It doesn’t help that Mel Gibson shows up looking deathly gaunt and a bit like my old high-school janitor. If this is Gibson’s swan song to the lone-wolf hardened cop characters he’s based a career on, he’s a bit late. We’ve already made peace with the passing of our beloved Mad Max, Braveheart and loony Martin Riggs from the Lethal Weapon series the day Gibson went all “sugar tits” over an L.A. police officer.

The film opens with three mysteries: three bodies bubble to the surface of a dark moonlit lake overlooked by an auspicious and towering industrial complex; a beloved daughter is violently ill but refuses to explain; a lone gunman hollers a name and takes a life. Even the most casual viewer could probably find answers to all three of these mysteries within the first 30 minutes. The rest of the time is spent waiting for every other character to catch up with what the audience already knows. Eventually they do and the movie does get better when it finds its way back to the cop-versus-political-baddies format the trailers seemed to promise.

edgeofdarknessinset.jpgThere is such a thing as too much plot and Edge has it. Occasionally the film seems content to mix genres giving the film a kind of Grisham-novel-maverick-cop-meets-Bond-villains feeling. This is most apparent in the ultimate showdown that takes place in a CG-contrived complex that looks more like Dr.

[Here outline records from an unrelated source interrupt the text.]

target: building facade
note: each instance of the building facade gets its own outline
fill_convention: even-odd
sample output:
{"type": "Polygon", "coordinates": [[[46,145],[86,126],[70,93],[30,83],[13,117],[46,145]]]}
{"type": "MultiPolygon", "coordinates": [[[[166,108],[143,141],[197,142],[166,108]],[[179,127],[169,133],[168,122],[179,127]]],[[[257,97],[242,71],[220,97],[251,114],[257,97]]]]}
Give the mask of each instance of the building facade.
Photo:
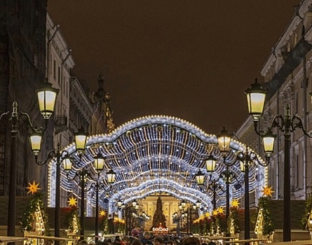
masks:
{"type": "MultiPolygon", "coordinates": [[[[17,195],[25,195],[28,182],[40,178],[30,149],[27,127],[19,125],[15,153],[11,148],[13,102],[20,111],[29,114],[35,127],[44,125],[39,110],[36,89],[46,81],[46,18],[47,1],[31,0],[0,2],[0,112],[8,112],[0,122],[0,195],[8,195],[10,165],[12,154],[16,154],[17,195]]],[[[46,135],[53,132],[48,127],[46,135]]],[[[48,137],[49,139],[49,137],[48,137]]],[[[51,140],[46,141],[51,144],[51,140]]]]}
{"type": "MultiPolygon", "coordinates": [[[[299,116],[306,132],[312,133],[311,48],[312,1],[304,0],[296,6],[292,19],[261,69],[262,86],[268,93],[259,128],[266,130],[276,115],[285,115],[289,105],[292,115],[299,116]]],[[[294,121],[294,126],[296,122],[298,120],[294,121]]],[[[279,200],[283,199],[284,135],[282,130],[274,132],[277,136],[268,178],[274,191],[273,198],[279,200]]],[[[262,139],[254,130],[251,117],[238,129],[237,136],[264,156],[262,139]]],[[[301,129],[294,128],[290,142],[291,198],[305,200],[312,190],[312,140],[301,129]]]]}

Evil's lair than a state-of-the-art government facility. There are a lot of characters in this film – including a senator, a political spin doctor, a contract killer, a naturalist, a boyfriend, a best buddy, shadowy gunmen and an industrial CEO – turning this into a rather unnecessarily convoluted mystery. The distance between each of these characters would make them seem unrelated if this type of cop format didn’t already prepare us for some kind of complex conspiracy. The connection between all grows clearer as each in turn has their moment of getting punched in the face, proving that there is nothing like gratuitous violence to pull a plot together.

I'm not one to slag originality, but sometimes the familiar is good, and Edge is best when it abides by the rules of expectation rather than toying outside the genre. There’s no real guessing as to who the heavies are; they're the ones in neckties that are polite to the point of being condescending. And we pretty much know what will happen to those who nervously – and everyone who isn’t a heavy in this movie is inordinately nervous – decide to help the determined Craven (Gibson).

Edge of Darkness is not quite better than you would expect, but it is better than nothing. And for a late-January release, that’s fair praise.